Scientifically, the ocean plays a fundamental role in shaping the climate zones we see on land. Even areas hundreds of miles away from any coastline are still largely influenced by the global ocean system. Culturally, the ocean has dictated options for clothing, shelter and food.
The Pacific Islands are home to the world’s most diverse range of indigenous cultures that continue to sustain many ancestral ways of life. Spread across a vast expanse of ocean, Pacific Island peoples occupy an array of environments, from Papua New Guinea’s massive mountains to the atolls and lagoons of Polynesia to Auckland New Zealand’s urban jungles. With the ocean being affected by climate change and over fishing, Pacific Island culture will most likely experience another change in the near future.
Recently the President of Palau, Tommy Remengesau, stated that he believes that the ocean is a way of life- it represents culture, and is vital to our livelihood and economy. Remengesau has led the world in protecting the ocean. Under his administration, Palau is now a marine sanctuary where all commercial fishing is prohibited. In 2009, his predecessor, Johnson Toribiong, declared the country’s territorial waters a shark sanctuary. Since that time, other countries followed suit and have created their shark sanctuaries, including other Pacific Islands such as the Marshall Islands and French Polynesia.
Dr. Rick Stafford from the Department of Life and Environmental Sciences at Bournemouth University in England has done extensive research particularly in the areas of over fishing and shark finning and how these activities may result in more greenhouse gasses and increased climate change. He believes that negative media reports on shark attacks, along with a lack of knowledge of marine ecosystems, have resulted in limited public support for marine conservation. Dr.

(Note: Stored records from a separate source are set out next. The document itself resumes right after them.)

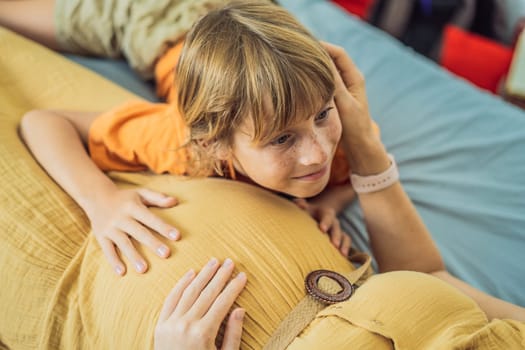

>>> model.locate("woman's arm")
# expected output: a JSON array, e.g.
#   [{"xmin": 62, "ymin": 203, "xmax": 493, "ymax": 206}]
[
  {"xmin": 19, "ymin": 110, "xmax": 180, "ymax": 275},
  {"xmin": 324, "ymin": 42, "xmax": 525, "ymax": 321},
  {"xmin": 0, "ymin": 0, "xmax": 61, "ymax": 51},
  {"xmin": 431, "ymin": 271, "xmax": 525, "ymax": 322},
  {"xmin": 323, "ymin": 42, "xmax": 443, "ymax": 273}
]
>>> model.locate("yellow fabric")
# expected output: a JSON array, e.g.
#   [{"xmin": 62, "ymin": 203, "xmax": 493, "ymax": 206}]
[
  {"xmin": 0, "ymin": 26, "xmax": 135, "ymax": 349},
  {"xmin": 70, "ymin": 174, "xmax": 358, "ymax": 349},
  {"xmin": 1, "ymin": 27, "xmax": 524, "ymax": 350},
  {"xmin": 290, "ymin": 271, "xmax": 525, "ymax": 349},
  {"xmin": 0, "ymin": 27, "xmax": 355, "ymax": 349}
]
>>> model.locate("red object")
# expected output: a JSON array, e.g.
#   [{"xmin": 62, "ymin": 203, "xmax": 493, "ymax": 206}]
[
  {"xmin": 331, "ymin": 0, "xmax": 375, "ymax": 19},
  {"xmin": 440, "ymin": 25, "xmax": 514, "ymax": 93}
]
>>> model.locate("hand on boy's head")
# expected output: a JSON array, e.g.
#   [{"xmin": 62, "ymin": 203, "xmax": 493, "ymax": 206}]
[
  {"xmin": 321, "ymin": 41, "xmax": 367, "ymax": 105},
  {"xmin": 87, "ymin": 187, "xmax": 181, "ymax": 276},
  {"xmin": 320, "ymin": 41, "xmax": 378, "ymax": 150}
]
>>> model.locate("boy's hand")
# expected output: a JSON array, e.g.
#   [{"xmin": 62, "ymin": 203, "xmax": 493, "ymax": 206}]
[
  {"xmin": 294, "ymin": 197, "xmax": 352, "ymax": 257},
  {"xmin": 86, "ymin": 187, "xmax": 180, "ymax": 276}
]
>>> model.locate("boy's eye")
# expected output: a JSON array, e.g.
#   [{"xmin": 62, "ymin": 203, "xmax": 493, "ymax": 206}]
[
  {"xmin": 315, "ymin": 107, "xmax": 333, "ymax": 122},
  {"xmin": 270, "ymin": 133, "xmax": 292, "ymax": 146}
]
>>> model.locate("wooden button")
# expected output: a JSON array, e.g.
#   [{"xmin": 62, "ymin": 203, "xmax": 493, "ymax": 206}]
[{"xmin": 305, "ymin": 269, "xmax": 354, "ymax": 304}]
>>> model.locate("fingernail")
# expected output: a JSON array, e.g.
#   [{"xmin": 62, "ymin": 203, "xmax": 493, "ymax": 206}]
[
  {"xmin": 184, "ymin": 269, "xmax": 195, "ymax": 279},
  {"xmin": 115, "ymin": 266, "xmax": 125, "ymax": 275},
  {"xmin": 208, "ymin": 257, "xmax": 218, "ymax": 267},
  {"xmin": 168, "ymin": 229, "xmax": 179, "ymax": 240},
  {"xmin": 135, "ymin": 261, "xmax": 146, "ymax": 272},
  {"xmin": 223, "ymin": 258, "xmax": 233, "ymax": 267},
  {"xmin": 236, "ymin": 272, "xmax": 246, "ymax": 281},
  {"xmin": 157, "ymin": 246, "xmax": 169, "ymax": 257},
  {"xmin": 235, "ymin": 308, "xmax": 245, "ymax": 321}
]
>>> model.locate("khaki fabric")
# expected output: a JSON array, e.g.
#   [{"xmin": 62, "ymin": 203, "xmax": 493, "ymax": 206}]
[
  {"xmin": 54, "ymin": 0, "xmax": 228, "ymax": 78},
  {"xmin": 1, "ymin": 28, "xmax": 524, "ymax": 350}
]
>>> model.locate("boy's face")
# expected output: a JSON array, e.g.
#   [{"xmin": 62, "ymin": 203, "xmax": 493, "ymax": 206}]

Stafford said: “We hope that our study will help people understand the importance of the marine environment — and that protecting it can have important effects on seemingly unrelated processes such as climate change.”
For his part, President Remengesau said the health of oceans affects countries in a variety of ways, from rising sea levels to ocean acidification and unpredictable weather. “It doesn’t matter where one lives around the world,” he added. “All people are connected and are impacted by what they do to the oceans and the health of the oceans and the seas. It is important that the United Nations in the next Millennium Development Goals should really put a stand-alone policy into action.”